Quando falamos de A Grande Beleza, o filme, pensamos inevitavelmente na grande beleza, agora em letras minúsculas, simbolizando esse ente abstrato que, por ter essa condição em estado puro, é de difícil apreensão. O que é a grande beleza? Iremos reconhecê-la quando andamos pela rua? Ela é algo grandioso? É na busca por respostas a essas perguntas (e muitas outras perguntas que possam surgir) que Paolo Sorrentino nos oferece nada mais que um lampejo, uma ideia; em outras palavras – e me apropriando de uma fala que aparece várias vezes ao longo do filme – um truque. É tudo um truque.

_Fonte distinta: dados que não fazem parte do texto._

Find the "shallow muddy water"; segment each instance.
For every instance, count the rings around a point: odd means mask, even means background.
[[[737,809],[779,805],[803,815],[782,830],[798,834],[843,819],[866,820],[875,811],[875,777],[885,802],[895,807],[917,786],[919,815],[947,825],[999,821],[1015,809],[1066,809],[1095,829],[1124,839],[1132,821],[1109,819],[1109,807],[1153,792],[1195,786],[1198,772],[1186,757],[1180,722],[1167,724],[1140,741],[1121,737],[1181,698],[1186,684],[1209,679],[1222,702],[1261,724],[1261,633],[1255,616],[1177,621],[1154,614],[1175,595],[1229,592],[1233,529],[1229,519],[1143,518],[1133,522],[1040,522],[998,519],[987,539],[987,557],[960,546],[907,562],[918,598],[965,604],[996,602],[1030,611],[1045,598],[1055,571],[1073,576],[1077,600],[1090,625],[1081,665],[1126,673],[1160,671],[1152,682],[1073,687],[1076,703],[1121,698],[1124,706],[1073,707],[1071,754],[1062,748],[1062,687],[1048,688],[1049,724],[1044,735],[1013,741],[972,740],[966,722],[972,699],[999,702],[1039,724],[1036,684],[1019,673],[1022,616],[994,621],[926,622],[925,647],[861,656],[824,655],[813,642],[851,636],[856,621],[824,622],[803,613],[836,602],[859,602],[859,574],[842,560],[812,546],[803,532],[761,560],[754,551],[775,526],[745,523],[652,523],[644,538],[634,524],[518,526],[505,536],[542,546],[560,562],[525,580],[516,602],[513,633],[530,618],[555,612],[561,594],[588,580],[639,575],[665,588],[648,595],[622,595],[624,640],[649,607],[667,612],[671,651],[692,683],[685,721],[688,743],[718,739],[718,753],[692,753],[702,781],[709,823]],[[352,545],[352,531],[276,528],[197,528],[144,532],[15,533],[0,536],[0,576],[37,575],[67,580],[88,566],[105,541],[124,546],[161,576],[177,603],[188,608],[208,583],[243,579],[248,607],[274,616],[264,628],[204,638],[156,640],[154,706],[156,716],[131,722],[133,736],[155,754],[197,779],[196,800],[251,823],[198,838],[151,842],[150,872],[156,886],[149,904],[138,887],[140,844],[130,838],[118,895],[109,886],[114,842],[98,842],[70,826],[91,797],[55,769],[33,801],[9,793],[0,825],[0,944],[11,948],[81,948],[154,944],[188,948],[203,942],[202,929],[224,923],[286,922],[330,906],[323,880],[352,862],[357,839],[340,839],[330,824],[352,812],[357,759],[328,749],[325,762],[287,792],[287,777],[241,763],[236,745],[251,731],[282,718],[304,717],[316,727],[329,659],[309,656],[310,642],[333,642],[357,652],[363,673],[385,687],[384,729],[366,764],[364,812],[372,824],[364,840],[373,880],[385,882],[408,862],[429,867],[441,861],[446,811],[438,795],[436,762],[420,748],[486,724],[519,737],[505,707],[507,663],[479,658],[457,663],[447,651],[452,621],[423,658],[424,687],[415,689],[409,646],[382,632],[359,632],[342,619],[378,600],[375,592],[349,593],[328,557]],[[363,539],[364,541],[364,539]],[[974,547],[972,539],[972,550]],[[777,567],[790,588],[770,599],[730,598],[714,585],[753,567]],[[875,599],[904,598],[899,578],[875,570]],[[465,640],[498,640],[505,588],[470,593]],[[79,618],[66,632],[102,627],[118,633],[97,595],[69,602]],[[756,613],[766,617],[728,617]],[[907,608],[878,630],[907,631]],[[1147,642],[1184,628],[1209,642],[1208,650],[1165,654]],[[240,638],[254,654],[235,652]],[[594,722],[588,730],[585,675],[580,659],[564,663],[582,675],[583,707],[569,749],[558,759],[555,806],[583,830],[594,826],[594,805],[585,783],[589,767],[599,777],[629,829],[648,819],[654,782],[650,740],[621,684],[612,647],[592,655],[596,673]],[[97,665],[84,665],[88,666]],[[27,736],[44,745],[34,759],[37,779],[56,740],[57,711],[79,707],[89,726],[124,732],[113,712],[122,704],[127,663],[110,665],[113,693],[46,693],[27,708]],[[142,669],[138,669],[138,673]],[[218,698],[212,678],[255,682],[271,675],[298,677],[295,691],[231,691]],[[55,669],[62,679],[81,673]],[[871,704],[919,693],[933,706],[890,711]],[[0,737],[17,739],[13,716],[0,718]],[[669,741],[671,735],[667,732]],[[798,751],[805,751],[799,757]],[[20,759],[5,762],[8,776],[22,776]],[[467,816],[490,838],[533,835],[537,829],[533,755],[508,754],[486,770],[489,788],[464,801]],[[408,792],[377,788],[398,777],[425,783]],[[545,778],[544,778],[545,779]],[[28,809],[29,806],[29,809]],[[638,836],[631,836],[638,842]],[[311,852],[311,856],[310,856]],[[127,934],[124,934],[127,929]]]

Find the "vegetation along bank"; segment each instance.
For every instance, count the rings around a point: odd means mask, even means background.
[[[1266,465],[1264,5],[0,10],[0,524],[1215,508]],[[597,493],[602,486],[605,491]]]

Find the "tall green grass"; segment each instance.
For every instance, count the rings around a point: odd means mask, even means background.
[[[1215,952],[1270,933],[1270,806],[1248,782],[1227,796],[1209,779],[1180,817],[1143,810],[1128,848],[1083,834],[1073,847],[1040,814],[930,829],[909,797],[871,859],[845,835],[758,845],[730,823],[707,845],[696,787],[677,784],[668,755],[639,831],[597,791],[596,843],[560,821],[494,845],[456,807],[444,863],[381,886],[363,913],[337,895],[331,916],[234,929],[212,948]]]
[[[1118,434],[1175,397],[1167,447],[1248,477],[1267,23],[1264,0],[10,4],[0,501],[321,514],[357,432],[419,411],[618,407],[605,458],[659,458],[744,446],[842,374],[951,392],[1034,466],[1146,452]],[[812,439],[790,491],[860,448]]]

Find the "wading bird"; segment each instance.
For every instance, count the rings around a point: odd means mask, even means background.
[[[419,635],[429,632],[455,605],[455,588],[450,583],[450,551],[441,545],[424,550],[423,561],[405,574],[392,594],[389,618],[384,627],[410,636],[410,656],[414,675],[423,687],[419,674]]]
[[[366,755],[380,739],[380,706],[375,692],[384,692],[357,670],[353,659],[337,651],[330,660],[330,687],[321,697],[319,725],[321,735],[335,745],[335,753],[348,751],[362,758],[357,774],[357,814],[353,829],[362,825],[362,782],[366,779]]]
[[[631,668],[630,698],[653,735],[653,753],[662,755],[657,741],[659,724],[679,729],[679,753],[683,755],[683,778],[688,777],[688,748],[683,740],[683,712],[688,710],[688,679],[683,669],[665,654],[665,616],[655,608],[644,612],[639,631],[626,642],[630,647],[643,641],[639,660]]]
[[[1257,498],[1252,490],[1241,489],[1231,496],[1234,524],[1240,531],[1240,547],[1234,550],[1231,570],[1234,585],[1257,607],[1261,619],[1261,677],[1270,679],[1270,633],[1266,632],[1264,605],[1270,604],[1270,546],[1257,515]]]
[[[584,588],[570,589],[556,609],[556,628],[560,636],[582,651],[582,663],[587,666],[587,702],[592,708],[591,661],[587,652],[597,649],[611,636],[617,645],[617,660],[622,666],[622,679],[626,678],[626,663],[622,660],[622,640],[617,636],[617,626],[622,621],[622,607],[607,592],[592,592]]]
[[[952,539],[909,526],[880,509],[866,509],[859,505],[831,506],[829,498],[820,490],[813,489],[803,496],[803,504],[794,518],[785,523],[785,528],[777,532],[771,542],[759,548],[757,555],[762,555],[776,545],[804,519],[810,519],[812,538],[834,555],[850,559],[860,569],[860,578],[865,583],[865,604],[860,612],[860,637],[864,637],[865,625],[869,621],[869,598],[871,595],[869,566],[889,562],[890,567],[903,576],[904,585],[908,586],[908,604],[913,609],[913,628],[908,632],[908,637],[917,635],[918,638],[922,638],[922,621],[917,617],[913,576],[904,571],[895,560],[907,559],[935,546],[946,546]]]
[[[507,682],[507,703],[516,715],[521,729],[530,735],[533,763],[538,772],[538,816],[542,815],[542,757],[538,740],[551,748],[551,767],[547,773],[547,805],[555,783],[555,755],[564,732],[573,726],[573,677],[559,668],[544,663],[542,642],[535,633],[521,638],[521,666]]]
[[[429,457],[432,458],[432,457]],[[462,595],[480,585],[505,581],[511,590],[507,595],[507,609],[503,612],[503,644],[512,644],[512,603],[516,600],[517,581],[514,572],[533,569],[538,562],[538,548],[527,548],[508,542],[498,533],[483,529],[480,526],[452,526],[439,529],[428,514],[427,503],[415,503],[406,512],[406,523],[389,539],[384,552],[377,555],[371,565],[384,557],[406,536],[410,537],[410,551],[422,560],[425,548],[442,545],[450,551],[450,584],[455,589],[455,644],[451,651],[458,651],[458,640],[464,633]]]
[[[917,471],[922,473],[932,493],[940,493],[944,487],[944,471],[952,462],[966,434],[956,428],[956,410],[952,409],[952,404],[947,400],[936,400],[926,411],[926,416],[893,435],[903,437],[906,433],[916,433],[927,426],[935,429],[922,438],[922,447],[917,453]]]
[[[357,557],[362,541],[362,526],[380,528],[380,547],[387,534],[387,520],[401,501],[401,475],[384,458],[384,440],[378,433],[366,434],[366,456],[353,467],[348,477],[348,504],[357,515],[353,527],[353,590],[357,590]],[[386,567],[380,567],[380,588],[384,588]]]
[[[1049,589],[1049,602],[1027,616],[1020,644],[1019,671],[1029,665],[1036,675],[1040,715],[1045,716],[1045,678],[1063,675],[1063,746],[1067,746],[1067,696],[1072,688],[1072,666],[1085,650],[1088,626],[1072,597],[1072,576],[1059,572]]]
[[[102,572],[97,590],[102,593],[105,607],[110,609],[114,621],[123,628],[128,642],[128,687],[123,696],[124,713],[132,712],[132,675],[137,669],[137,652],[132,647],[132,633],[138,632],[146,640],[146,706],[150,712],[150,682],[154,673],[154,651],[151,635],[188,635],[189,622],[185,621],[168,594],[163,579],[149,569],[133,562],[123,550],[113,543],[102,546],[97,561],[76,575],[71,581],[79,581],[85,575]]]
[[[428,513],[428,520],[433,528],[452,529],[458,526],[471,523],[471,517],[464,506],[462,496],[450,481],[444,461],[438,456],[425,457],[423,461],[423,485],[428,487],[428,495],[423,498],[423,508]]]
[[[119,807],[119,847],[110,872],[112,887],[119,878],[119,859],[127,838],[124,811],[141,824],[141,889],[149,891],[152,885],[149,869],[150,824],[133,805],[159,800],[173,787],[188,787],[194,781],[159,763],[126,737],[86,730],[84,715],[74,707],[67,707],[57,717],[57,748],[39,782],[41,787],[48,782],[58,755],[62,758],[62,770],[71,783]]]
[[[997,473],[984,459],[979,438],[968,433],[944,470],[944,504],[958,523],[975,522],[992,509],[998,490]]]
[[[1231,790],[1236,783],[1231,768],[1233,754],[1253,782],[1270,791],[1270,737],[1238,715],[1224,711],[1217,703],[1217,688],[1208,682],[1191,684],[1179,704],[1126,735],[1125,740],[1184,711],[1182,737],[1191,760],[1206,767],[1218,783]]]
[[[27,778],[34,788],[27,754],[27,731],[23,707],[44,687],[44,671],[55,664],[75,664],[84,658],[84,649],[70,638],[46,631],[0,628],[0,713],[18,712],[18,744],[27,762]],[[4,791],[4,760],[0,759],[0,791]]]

Todo truque tem um segredo escondido por trás, como no momento em que Jep Gambardella, nosso protagonista, vê uma girafa no meio de algumas ruínas romanas. Ela logo desaparece, e é nesse truque que reside a catarse, a reação que nos causa uma emoção. Há uma pureza naquele momento em que a girafa desaparece; é simples (uma ilusão ótica), mas nos causa algo, há um efeito. Mas os truques em A Grande Beleza acontecem inúmeras vezes ao longo do filme, depende de cada pessoa ver a beleza em cada cena.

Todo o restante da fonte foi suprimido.